With musicians wearing elaborately grotesque foam latex costumes, the band’s live shows were best described as raunchy, graphic, obscene and over-the-top.

According to the band’s mythology, GWAR is a group of alien monsters who were banished to Earth millions of years ago as punishment for their cosmic crimes.

GWAR was frozen in the wasteland of Antarctica, to wait for the cosmic summons that would herald their return to the stars. But fate intervened, and GWAR was de-thawed by global warming.

Led by pig-nosed lead singer Oderus Urungus, they began wandering the world, where they were quickly discovered by music mogul and mob boss Sleazy P. Martini.

Transformed into the ultimate heavy metal band, they set about the business of destroying the human race with this savage sound, throwing great “concerts” where thousands of humans would be lured to their deaths.

According to GWAR, “People come to watch the destruction onstage every night. And, not many people survive. Humans are ground into cat food.

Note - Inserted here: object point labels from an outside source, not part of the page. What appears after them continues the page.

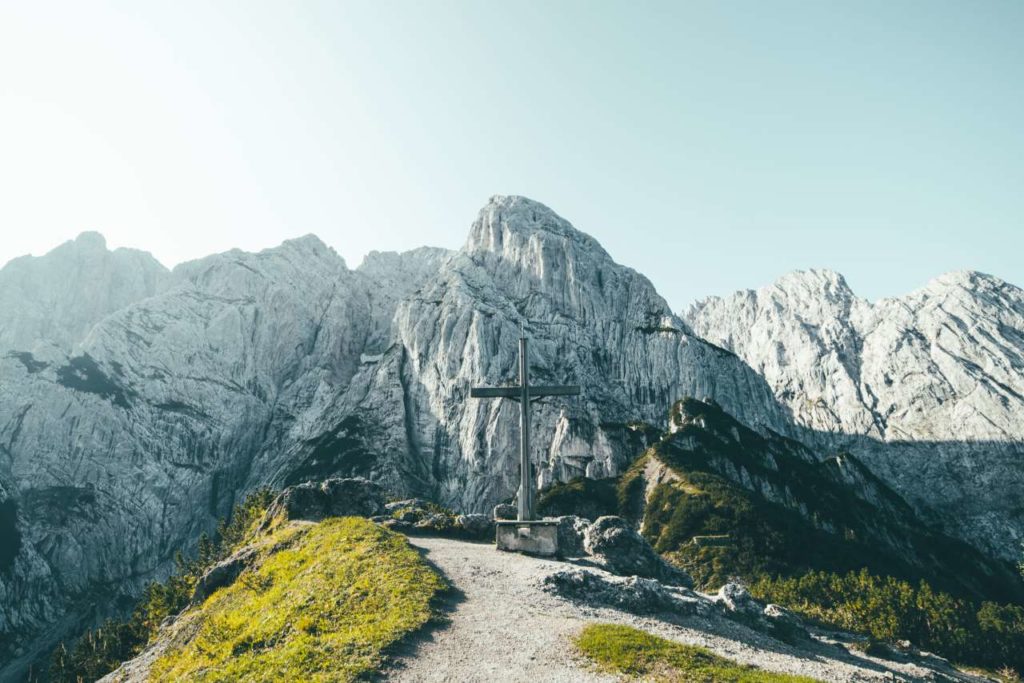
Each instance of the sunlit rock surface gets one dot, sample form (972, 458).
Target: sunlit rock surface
(927, 388)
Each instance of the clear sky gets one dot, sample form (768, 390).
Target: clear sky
(713, 145)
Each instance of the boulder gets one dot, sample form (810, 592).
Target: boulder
(633, 594)
(571, 530)
(617, 546)
(475, 525)
(737, 600)
(436, 522)
(332, 498)
(783, 624)
(411, 503)
(505, 511)
(398, 525)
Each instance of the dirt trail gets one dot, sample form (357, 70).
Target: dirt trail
(504, 628)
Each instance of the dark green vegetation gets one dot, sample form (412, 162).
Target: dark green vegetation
(83, 374)
(623, 649)
(101, 650)
(889, 609)
(583, 497)
(10, 537)
(788, 515)
(323, 604)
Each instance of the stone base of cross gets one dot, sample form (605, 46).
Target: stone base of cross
(524, 393)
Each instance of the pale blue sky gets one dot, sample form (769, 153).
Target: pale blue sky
(712, 145)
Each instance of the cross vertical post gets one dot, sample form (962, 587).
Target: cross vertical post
(525, 482)
(524, 393)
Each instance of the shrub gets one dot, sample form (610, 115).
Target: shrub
(888, 609)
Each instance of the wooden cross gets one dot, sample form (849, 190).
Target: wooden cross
(524, 393)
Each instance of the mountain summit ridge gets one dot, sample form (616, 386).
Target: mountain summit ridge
(131, 427)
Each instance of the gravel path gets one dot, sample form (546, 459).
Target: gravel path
(502, 627)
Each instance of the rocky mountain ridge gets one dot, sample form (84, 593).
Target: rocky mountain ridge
(928, 389)
(128, 428)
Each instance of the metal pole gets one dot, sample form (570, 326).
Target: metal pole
(525, 488)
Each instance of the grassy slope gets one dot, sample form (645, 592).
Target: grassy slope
(623, 649)
(325, 602)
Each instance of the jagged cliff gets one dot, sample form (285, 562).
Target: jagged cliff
(928, 389)
(134, 413)
(122, 443)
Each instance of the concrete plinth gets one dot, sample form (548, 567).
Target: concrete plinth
(539, 537)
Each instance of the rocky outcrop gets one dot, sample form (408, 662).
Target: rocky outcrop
(137, 409)
(623, 551)
(332, 498)
(571, 536)
(222, 573)
(55, 299)
(632, 594)
(927, 389)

“We kill all enemies of GWAR who attack us. I hope the POTUS isn’t listening to this. Whether or not he is, he still meets his fate at the hands of GWAR.”

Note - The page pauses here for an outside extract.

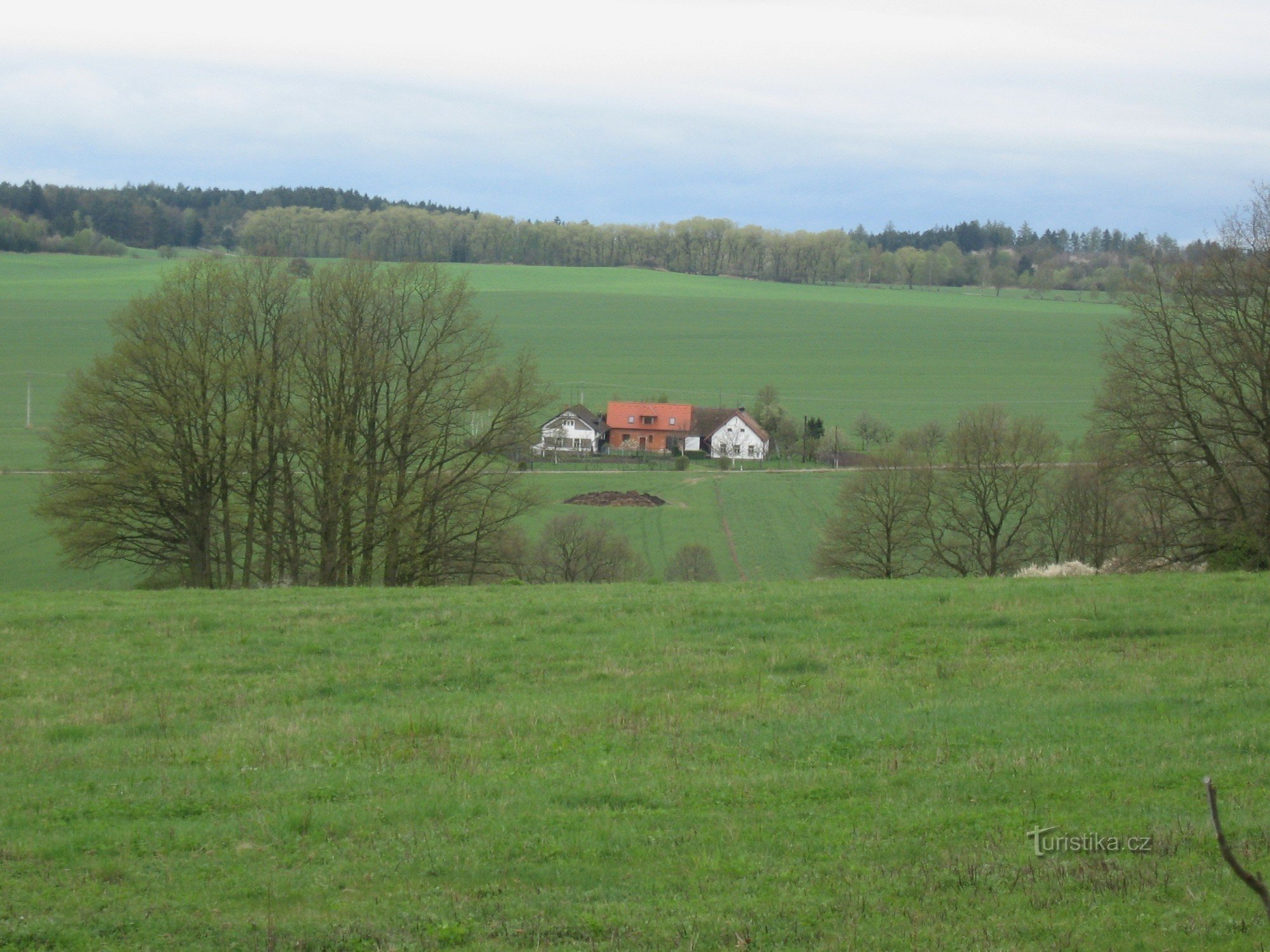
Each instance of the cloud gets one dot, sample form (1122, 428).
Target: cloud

A number of people are “beheaded” in every show — including personalities from the news. Victims have included O. J. Simpson, John Kerry, Mike Tyson, Jerry Springer, Osama Bin Laden, Michael Jackson, Arnold Schwarzenegger, Adolf Hitler, Lady Gaga, Sarah Palin, and every American President since Ronald Reagan.

According to Blothar, “There is a lot of (fake) blood in our shows — 100 gallons of blood every night and we shoot it all at the audience. There aren’t too many safe distances. Just ask our soundman. We empty the tanks at the end of the show and turn the hoses on the humans.”

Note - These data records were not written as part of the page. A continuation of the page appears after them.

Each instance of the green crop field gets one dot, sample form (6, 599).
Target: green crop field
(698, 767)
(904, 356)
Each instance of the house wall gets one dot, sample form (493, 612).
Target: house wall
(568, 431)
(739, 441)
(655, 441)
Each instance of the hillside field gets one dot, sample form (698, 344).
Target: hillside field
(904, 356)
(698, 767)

Video link for GWAR — https://youtu.be/GDcWhhC7Jawc.

Doyle Wolfgang Von Frankenstein

Misfits Legendary guitarist Doyle Wolfgang Von Frankenstein has just released his second solo album “As We Die” on EMP Label Group/Monsterman Records.

Both Doyle’s solo albums – “As We Die” and “Abominator” — are sonically-thick and lyrically-evil slabs of horror-punk metal that finds him expanding in a logical progression upon the genre of music he helped create.

Doyle’s first band, the infamous Glenn Danzig-fronted Misfits, helped create the genre of speed/thrash metal with their last album, 1983’s “Earth AD/Wolf’s Blood.”

“We cut the new album at House of Von Frankenstein,” said Doyle, during a recent phone interview from his home in Montreal.

“We recorded all the guitars and bass for both albums in 2012. The only thing we did in a studio later was recording the drums because we got a new drummer. And, I did some vocals over when we remixed it in 2016.”

Recording both guitar and bass tracks for the albums, the unmistakable sound of Doyle’s signature Annihilator guitar cuts through on every tune.

While the horror punk vibe of The Misfits does permeate the album, the guitar work on “Abominator” and “As We Die” is more technical than your average punk rock record.

“To me, both albums were made at the same time so they’re the same album,” said Doyle. “In my live show, I’m doing stuff from both albums because they are the same.

“I’ve been working on new songs. I have about a dozen things – some new ideas for the next album. But, I’m not in any rush.”

According to Doyle, “ Fans at his show should expect to get pummeled and then go home and ask themselves ‘What the f*** just happened to me?!?”

“Doing this is a job,” said Doyle. “It’s a hard job. We work really long, hard hours. I just keep writing and writing every time I pick up my guitar.

“I want to do 150 shows a year and do a new album. I want to take this thing as far as I can.”

Video link for Doyle – https://youtu.be/S5-j82QECj4.

The show at the Troc, which also features Ghoul and U.S. Bastards, will start at 7:30 p.m. Tickets are $20.